Pero Hazme reír me interesa también por Seth Rogen. No ha cumplido los treinta años y ya es el comediante judío con mayor proyección. De la mano de Apatow, ha sabido secundar a Steve Carell en Virgen a los 40 años , protagonizar una novedosa comedia romántica (a pesar de no ser para nada el típico galán) como Ligeramente embarazada , aparecer como policía en Supercool y protagonizar El avispón verde , entre otras películas donde ha mostrado su figura poco atlética, su cara de chico judío de barrio algo pícaro pero tierno y su sorprendente voz gruesa. En Hazme reír tiene una aparición vistiendo una remera que se ha convertido ya en un ícono de un nuevo concepto de lo judío.
En el centro de la misma aparece el logo de Superman, pero formando la clásica estrella de David, con sus seis puntas. Seth Rogen se presenta entonces como “Superjudío”, con toda la ironía que implica esta imagen, sobre todo por la figura de perdedor que representa Rogen en la película. Sin embargo, hay que recordar que el Superman original fue creado en 1932 por dos jóvenes judíos de Cleveland, y que según interpretan muchos, la figura de este superhéroe representaba los valores y el subconsciente del pueblo judío. De alguna manera, lo que hace Apatow, al poner a Rogen vistiendo esa remera, es hacer notar el recorrido hecho por la cultura judía en la historia del cine americano, desde la auto-restricción vergonzosa de los comienzos hasta esta época en la que una nueva forma de “orgullo judío” toma forma.

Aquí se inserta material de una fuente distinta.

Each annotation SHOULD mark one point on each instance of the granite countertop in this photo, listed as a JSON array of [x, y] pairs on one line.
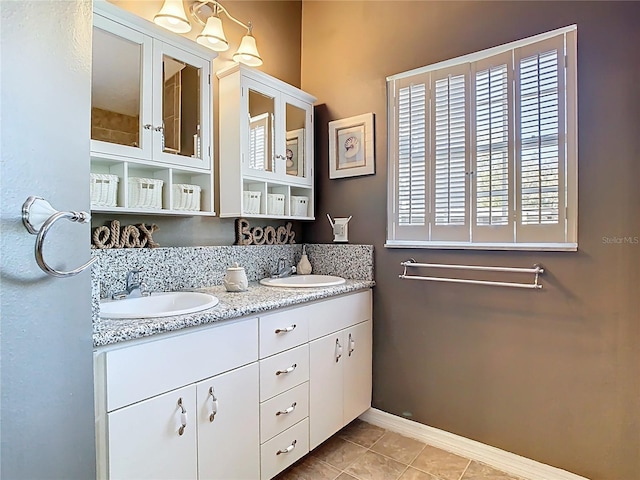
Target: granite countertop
[[258, 298]]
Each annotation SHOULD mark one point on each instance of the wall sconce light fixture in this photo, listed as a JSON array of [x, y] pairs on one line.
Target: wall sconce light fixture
[[172, 16]]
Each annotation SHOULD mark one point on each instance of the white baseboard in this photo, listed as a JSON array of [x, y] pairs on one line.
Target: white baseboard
[[492, 456]]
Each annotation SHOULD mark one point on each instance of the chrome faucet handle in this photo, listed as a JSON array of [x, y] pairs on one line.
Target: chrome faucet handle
[[133, 279]]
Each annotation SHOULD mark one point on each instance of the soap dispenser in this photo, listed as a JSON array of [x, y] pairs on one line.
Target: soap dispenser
[[304, 266]]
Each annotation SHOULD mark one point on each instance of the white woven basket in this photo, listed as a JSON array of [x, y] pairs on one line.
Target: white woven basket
[[299, 206], [186, 197], [251, 202], [145, 192], [275, 204], [104, 189]]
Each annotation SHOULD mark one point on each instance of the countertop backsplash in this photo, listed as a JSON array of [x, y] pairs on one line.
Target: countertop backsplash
[[182, 268]]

Y fue otra remera la que hace pocos años inventó una palabra para designar esta reinvención de la identidad judía en la juventud norteamericana: “jewcy”, mezcla de las palabras en inglés “jew” (judío) y “juicy” (jugoso).
Hoy “jewcy” es un influyente sitio de Internet, desde donde se estableció un nuevo paradigma judío, más ligado a la juventud y la libertad. La comedia paródica de “jewxplotation”, El martillo hebreo se ha convertido en uno de los emblemas de esta nueva cultura judía. Adam Goldberg interpreta allí a un irreverente, cool y delirante superhéroe judío, cuya misión es evitar que Papá Noel concrete su plan de eliminar los festejos de Jánuka, los cuales coinciden temporalmente con la Navidad cristiana. La película no es todo lo graciosa que podría ser, más que nada por ausencia de timing del director. Sin embargo, logra funcionar, en base a un ritmo frenético y a una mirada sobre los ritos religiosos sin prejuicios ni miedo al ridículo. Una película judía y jugosa.